William Clarke - Biography

Blues singer, songwriter and harmonica player William Clarke seemed destined to rewrite the rules for blowing blues harp by incorporating jazz voicings with his sizzling, emotional style. He recorded briefly, but left behind an inspiring body of work to amaze blues lovers and give other harmonica players something to strive for.

William Clarke was born in Inglewood, CA, in 1951 and got into the blues under the influence of the Rolling Stones. By picking up the original versions of tunes the Stones covered he discovered the Chicago blues. He started out playing guitar and drums, but after he picked up the blues harp it took over his life. With the support of his wife Janette, who was also a lover of blues harp, he practiced in the couple’s bathroom ten hours a day on the weekends and every night, while working days.

When he discovered jazz organists like Jack McDuff, Jimmy McGriff, Shirley Scott, and Richard "Groove" Holmes, they had an influence on his playing. He also studied the work of Eddie Lockjaw Davis, Gene Ammons, Lyne Hope, and Willis Jackson. He became proficient on both the diatonic harp and chromatic harp and by 1969 Clarke was playing all night jam sessions in South Central LA with T-Bone Walker, Pee Wee Crayton, Shakey Jake Harris, Big Joe Turner, Ironing Board Sam, and J.D. Nicholson. He was still holding down his day job too.

When Clarke met George "Harmonica" Smith, long time member of the Muddy Waters band, they became fast friends and started gigging together. Clarke played on albums by Smokey Wilson and Shakey Jake Harris and started to make his own records as a leader. Hittin' Heavy (1978 Good Time), Blues from Los Angeles (1980 Hittin’ Heavy), and Can't You Hear Me Calling (1983 Rivera) were solid efforts, but his career started to heat up after Tip of the Top (1987 King Ace) a tribute to George Smith that was nominated for a Handy award. Although the records were only distributed locally, Clarke’s name was getting known on the national scene. He continued gigging on his own and supporting legends like Big Mama Thornton, Lowell Fulson, Phillip Walker, Roy Gains, Jimmy Smith, Red Holloway, and Percy Mayfield.

In 1988 Clarke sent a demo to Alligator Records and they signed him. He quit his day job, produced his national debut Blowin' Like Hell (1990 Alligator) and hit the road with his band. Blowin' Like Hell got rave reviews and established Clarke as an exciting new talent. It included the song “Must Be Jelly” which won him a Handy award for Blues Song of the Year. He was one of the few Alligator artists signed with complete creative control. Clarke merely sent Alligator the tapes and they put out his albums. Serious Intentions (1992 Alligator) was even more intense than his debut, a ferocious album marked by his gruff vocals and indomitable harp work. On Groove Time (1994 Alligator) he added a horn section and some big B3 organ to emphasize his jazz tendencies.

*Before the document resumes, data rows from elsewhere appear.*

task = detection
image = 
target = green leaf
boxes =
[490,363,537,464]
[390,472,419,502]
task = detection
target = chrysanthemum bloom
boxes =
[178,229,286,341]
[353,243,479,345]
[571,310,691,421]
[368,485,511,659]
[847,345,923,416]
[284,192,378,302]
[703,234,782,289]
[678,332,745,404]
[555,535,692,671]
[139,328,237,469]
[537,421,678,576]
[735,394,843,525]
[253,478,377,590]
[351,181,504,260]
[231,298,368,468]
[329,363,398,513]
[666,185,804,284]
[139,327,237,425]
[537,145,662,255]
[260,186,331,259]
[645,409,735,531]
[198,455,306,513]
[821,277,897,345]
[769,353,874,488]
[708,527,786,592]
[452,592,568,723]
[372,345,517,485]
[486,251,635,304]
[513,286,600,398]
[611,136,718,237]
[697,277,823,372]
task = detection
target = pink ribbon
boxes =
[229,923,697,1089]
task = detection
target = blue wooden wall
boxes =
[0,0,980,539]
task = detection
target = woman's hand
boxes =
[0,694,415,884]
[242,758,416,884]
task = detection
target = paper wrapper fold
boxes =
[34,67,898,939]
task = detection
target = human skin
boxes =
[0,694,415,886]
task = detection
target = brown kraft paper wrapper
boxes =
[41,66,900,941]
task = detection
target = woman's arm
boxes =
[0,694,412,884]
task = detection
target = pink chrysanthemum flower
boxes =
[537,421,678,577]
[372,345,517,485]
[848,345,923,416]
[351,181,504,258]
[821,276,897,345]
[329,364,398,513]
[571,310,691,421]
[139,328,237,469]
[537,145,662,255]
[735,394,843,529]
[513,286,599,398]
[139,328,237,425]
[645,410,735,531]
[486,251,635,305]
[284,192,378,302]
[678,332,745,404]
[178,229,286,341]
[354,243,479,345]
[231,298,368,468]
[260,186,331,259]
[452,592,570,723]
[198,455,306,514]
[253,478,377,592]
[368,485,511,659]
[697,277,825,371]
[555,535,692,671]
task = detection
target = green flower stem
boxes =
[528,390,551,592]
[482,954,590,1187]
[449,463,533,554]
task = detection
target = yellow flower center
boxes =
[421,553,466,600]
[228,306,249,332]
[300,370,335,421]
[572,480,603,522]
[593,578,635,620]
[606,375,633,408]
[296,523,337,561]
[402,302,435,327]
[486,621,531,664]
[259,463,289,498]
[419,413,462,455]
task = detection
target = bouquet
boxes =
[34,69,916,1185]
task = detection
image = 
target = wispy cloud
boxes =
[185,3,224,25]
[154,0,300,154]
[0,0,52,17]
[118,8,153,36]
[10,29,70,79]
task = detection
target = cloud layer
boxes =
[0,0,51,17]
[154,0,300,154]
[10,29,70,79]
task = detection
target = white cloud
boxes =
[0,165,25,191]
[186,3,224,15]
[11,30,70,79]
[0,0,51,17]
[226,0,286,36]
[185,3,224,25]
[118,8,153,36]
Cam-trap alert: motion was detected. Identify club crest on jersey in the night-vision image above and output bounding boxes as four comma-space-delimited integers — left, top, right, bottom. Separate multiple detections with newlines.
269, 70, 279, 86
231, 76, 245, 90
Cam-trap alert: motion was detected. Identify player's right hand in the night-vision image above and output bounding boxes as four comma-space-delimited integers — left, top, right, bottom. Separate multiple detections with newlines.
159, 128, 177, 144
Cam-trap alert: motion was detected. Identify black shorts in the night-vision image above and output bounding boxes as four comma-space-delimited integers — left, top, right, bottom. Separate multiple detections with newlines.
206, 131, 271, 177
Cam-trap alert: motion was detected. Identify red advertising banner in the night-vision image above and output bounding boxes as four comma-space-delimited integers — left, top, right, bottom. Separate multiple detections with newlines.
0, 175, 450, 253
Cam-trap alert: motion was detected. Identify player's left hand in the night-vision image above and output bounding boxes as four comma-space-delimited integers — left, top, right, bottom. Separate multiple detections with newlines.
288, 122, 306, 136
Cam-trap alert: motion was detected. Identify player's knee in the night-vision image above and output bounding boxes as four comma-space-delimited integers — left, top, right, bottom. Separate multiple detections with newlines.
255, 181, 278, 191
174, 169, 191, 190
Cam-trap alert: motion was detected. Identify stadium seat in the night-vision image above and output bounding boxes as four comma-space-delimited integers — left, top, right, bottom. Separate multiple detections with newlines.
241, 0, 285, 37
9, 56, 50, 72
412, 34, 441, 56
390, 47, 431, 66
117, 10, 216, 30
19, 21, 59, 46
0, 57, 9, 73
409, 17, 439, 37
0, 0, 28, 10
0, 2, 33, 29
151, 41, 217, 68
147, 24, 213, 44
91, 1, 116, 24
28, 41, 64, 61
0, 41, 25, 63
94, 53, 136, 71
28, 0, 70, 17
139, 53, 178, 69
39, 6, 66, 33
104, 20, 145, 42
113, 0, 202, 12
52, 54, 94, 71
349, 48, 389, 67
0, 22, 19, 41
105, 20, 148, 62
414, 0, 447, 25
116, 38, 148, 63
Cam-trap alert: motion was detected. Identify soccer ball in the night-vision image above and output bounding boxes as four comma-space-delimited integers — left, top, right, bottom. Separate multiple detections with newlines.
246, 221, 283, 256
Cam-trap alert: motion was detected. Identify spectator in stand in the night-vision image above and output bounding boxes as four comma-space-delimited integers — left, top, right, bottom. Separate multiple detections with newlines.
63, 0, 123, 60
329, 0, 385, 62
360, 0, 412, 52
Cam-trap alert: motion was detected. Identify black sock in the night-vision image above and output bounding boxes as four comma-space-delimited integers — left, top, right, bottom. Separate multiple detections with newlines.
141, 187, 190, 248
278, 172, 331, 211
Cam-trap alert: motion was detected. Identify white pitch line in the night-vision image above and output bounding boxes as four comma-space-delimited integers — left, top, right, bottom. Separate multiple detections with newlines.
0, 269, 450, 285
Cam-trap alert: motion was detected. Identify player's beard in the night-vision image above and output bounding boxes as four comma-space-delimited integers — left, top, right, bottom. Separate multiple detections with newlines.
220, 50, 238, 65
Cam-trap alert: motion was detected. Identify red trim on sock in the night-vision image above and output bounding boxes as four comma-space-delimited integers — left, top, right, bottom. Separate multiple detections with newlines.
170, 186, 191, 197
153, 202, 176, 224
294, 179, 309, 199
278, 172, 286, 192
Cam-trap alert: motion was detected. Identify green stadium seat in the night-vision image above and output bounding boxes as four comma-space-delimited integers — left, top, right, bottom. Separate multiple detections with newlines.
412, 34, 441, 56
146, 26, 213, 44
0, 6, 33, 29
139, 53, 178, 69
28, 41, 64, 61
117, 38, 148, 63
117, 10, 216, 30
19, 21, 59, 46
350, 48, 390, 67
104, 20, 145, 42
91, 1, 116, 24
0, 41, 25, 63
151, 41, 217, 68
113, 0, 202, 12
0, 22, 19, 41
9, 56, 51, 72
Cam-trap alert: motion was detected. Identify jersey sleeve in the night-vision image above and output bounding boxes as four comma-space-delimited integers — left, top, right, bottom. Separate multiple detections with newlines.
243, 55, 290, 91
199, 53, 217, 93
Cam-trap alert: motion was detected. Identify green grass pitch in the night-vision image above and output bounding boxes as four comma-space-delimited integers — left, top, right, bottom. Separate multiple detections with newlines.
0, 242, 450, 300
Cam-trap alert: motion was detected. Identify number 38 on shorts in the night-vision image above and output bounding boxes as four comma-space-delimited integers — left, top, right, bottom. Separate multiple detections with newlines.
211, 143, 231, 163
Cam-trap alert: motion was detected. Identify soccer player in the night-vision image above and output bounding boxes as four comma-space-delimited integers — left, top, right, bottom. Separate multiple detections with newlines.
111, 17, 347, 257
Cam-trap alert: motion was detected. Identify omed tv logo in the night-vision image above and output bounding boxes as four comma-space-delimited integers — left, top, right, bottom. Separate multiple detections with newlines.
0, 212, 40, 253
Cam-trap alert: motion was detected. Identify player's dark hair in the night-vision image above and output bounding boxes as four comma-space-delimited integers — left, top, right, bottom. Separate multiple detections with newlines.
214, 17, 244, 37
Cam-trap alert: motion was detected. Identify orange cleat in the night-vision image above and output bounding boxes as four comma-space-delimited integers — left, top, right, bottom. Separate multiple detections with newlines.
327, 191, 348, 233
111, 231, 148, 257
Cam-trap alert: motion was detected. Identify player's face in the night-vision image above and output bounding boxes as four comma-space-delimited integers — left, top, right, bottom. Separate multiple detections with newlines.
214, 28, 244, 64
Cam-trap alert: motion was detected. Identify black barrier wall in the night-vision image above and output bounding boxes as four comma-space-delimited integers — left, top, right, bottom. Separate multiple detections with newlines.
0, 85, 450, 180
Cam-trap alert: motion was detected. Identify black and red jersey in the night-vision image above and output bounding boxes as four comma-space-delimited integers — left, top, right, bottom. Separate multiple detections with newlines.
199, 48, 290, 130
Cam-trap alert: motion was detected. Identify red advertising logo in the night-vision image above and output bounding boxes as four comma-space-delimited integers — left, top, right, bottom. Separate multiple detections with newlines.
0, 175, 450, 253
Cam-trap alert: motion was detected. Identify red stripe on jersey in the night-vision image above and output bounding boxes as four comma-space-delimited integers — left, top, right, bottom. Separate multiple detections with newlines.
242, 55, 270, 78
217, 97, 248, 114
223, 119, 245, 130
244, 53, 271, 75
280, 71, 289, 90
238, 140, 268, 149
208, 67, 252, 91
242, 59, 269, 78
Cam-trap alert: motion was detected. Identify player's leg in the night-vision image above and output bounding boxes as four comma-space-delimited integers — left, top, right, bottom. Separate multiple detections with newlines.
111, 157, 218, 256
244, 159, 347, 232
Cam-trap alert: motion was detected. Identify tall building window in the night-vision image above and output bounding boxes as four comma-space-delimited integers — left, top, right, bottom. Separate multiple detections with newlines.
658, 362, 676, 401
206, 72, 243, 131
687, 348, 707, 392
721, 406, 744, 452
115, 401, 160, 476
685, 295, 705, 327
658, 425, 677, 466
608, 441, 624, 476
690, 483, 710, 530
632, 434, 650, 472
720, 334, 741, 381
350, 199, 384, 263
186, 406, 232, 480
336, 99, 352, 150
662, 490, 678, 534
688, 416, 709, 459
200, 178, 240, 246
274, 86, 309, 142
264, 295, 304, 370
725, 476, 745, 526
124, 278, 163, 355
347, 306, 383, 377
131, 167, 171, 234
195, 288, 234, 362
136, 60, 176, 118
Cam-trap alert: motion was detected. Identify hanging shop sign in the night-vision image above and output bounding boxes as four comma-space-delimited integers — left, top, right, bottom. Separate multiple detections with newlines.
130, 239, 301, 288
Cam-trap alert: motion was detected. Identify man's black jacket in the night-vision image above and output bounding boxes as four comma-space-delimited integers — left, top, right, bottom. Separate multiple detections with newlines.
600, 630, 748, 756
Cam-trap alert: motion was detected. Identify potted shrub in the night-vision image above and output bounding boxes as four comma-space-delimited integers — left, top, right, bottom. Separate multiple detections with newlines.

In 1995 Clarke’s doctor told him he’d be dead within a year if he didn’t stop drinking. Always a shy man, Clarke had used alcohol to calm his nerves before gigs. He decided to quit cold turkey, but his withdrawal was bad enough to hospitalize him for several months. Just before detox, Clarke had completed The Hard Way (1996 Alligator) his most jazz influenced album; it also included Latin and jump blues influences. Before its release, Clarke died due to complications of a bleeding ulcer. In 1997 The Hard Way earned three posthumous Handy Awards - Album of the Year, Song of the Year for “Fishing Blues,” and Instrumentalist of the Year. William Clarke: Deluxe Edition (1999 Alligator) collects his best tunes from his four Alligator CDs. His wife Janette has discovered hundreds of hours of live tapes that span his career and will be releasing them in the years to come. Titles so far include William Clarke: The Early Years, Vol. 1 (2006 Hep Cat), William Clarke: The Early Years, Vol. 2  (2006 Hep Cat), and Now That You’re Gone (2008 26F).